This idea of the big picture is something that I gleaned from the work of Jean Lave & Etienne Wenger in their book Situated Learning: Legitimate peripheral participation. In it they explore the utility of an "apprenticeship model" in terms of learning. The book examines a number of case studies (Yucatec Midwives, West African Tailors, Navy Quartermasters, Retail Meat Markets, and Alcoholics Anonymous) and identifies the aspects of those settings that help or hinder learning. One theme that I saw emerging from each of those studies was that the best learning occurred when learners were able to develop a clear vision of what a good performance looks like whether that was a well-tailored suit, a successful delivery, or a fully recovered alcoholic.
In many ways New Student Orientation can help new students develop this vision of "what can be" or what they can become during their University experience. Sadly, we often approach orientation activities from one of two perspectives (1) a very technical business model or (2) the social/party model.
The Technical Approach: In the technical approach we use orientation as a venue for communicating large amounts of information to students (e.g. registration policies, graduation requirements, housing policies, etc.) or as a way of helping them complete a number of orientation tasks (e.g. obtaining a parking permit, registering for classes, purchasing textbooks, etc.). The objective here seems to be running students through the system so that they can complete as many "errands" as possible and be ready to begin classes. While there is undoubtedly a place for these sorts of things in an orienation program, if all a student does during Orientation weekend is stand in lines, complete online forms, and engage in transactional interactions there is a danger that they will perceive the University as a mill where students go through the motions in order to check off a set of well defined tasks.
The Party or Social Approach: In this model orientation is a big party where students attend dances, take tours, watch sporting events, and make friends. The goal here is to help students make social connections and to show them a good time so their first experience on campus is a positive one. Again, not a bad thing--literature suggests that meaningful social connections pay big dividends in retention rates and overall learning gains. However, there are two problems with an orientation that makes this its focus. First, it may be a little naive to assume that large group activities facilitate the formation of the meaningful relationships that are referred to in the literature. While this may happen occasionally, it is more likely that those relationships that persist through the first year are those that were formed in small, informal interactions occurring in the residence halls, among members of student groups/clubs, etc. Secondly, if orientation is nothing more than a big party we run the risk of leaving students with the impression that college is a party--fun and games with the occasional late night of cramming for an exam.

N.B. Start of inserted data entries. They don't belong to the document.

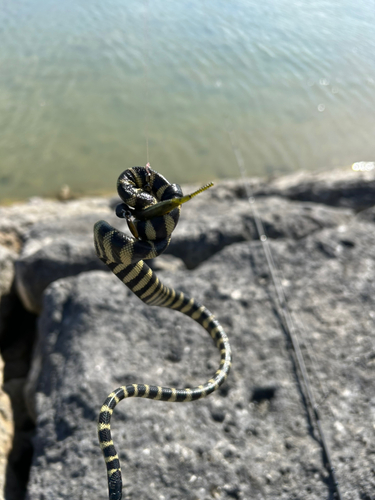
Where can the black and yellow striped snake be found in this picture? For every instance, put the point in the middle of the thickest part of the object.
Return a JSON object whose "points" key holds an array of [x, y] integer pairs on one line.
{"points": [[152, 209]]}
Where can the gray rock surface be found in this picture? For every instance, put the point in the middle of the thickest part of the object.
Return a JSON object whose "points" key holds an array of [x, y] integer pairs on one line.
{"points": [[343, 187], [251, 440], [53, 250], [94, 336]]}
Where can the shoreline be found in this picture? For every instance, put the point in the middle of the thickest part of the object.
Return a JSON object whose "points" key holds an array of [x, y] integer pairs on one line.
{"points": [[70, 332]]}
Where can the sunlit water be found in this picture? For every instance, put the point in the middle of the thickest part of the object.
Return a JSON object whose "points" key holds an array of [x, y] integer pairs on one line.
{"points": [[81, 82]]}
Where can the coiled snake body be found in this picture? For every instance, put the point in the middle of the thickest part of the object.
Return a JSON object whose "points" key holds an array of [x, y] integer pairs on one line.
{"points": [[152, 209]]}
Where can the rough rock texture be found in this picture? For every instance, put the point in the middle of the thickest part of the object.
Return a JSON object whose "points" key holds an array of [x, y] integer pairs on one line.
{"points": [[344, 188], [6, 431], [53, 250], [253, 439]]}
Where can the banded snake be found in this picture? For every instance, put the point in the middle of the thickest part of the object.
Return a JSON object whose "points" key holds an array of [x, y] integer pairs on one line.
{"points": [[151, 206]]}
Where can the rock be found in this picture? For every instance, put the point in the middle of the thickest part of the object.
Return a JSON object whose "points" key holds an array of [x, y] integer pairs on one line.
{"points": [[53, 250], [7, 258], [341, 187], [16, 220], [206, 227], [94, 335], [6, 431]]}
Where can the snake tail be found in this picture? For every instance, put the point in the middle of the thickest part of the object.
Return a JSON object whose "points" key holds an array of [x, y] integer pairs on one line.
{"points": [[139, 189]]}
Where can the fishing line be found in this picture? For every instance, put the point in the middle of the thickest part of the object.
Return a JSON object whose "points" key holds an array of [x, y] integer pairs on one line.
{"points": [[285, 315], [146, 49]]}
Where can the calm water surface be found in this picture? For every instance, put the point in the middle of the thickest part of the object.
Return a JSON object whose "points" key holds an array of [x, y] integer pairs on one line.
{"points": [[79, 81]]}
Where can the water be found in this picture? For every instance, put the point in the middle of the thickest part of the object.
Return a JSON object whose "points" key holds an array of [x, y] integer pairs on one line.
{"points": [[79, 80]]}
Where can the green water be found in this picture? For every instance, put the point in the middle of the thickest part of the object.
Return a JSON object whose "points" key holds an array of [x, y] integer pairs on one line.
{"points": [[79, 80]]}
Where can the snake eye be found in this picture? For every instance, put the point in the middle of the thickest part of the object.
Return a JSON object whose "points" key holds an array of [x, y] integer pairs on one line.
{"points": [[122, 210]]}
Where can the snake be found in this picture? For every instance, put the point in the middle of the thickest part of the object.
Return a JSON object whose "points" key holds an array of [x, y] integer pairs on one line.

A Better Way: What if orientation became a way to help students develop the "big picture" referred to in Lave & Wenger's work? What messages could orientation send in terms of academic expectations, institutional culture, etc.? It is my feeling that campus administrators can design orientation experiences that communicate these messages while also allowing for the "business" and social connections to take place. The key is in being thoughtful about the experiences that we provide for students and the values that are embedded in these experiences (as a side note, training of orientation leaders becomes critical here because they are likely to communicate a great deal about implicit institutional values in the informal conversations they have with students during orientation). This can be challenging because the temptation is to pack students into the basketball arena and talk at them. While this simplifies things from a logistic standpoint, very little learning takes place for students and they are left worn out from a weekend of lectures from high minded university administrators. We have a responsibility as orientation professionals to find ways to engage students in active learning during orientation activities and to provide environments where they can learn about what it means to be a university student, what is expected of them, and what they can hope to become during their time with us.

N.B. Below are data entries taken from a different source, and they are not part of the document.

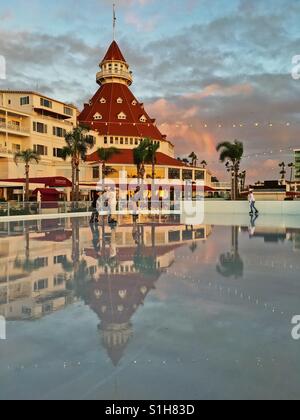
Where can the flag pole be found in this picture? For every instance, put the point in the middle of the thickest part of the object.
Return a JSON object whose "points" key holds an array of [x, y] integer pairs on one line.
{"points": [[114, 21]]}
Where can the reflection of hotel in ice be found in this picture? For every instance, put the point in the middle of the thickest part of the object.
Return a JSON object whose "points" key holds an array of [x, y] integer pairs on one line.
{"points": [[48, 264]]}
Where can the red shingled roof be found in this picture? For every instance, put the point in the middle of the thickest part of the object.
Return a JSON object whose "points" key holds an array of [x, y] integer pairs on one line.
{"points": [[114, 53], [126, 157], [110, 124]]}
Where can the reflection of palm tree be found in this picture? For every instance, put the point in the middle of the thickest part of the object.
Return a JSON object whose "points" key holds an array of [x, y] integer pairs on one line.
{"points": [[27, 264], [143, 264], [193, 247], [231, 264]]}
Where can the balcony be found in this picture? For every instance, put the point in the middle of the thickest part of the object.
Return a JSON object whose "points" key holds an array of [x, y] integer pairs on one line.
{"points": [[115, 74], [16, 129], [5, 152], [221, 185]]}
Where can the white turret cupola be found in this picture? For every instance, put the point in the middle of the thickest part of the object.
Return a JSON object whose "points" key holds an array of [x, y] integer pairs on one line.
{"points": [[114, 68]]}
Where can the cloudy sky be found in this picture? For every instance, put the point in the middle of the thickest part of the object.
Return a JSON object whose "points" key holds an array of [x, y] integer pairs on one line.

Occasionally I hear from colleagues that 18 year-old students aren't ready to participate in conversations about institutional missions and objectives. My response to those individuals is that if not now, then when? If students don't find out about our Aims until their junior year it is too late. Furthermore, at that point in their educational career they have very little time or motivation to consider things of that nature as graduation deadlines, the MCAT, and law school interviews loom on the horizon. Orientation is a window of time when students are both receptive to and in need of these conversations. We are doing them a disservice if we aren't providing a forum for that type of learning to take place.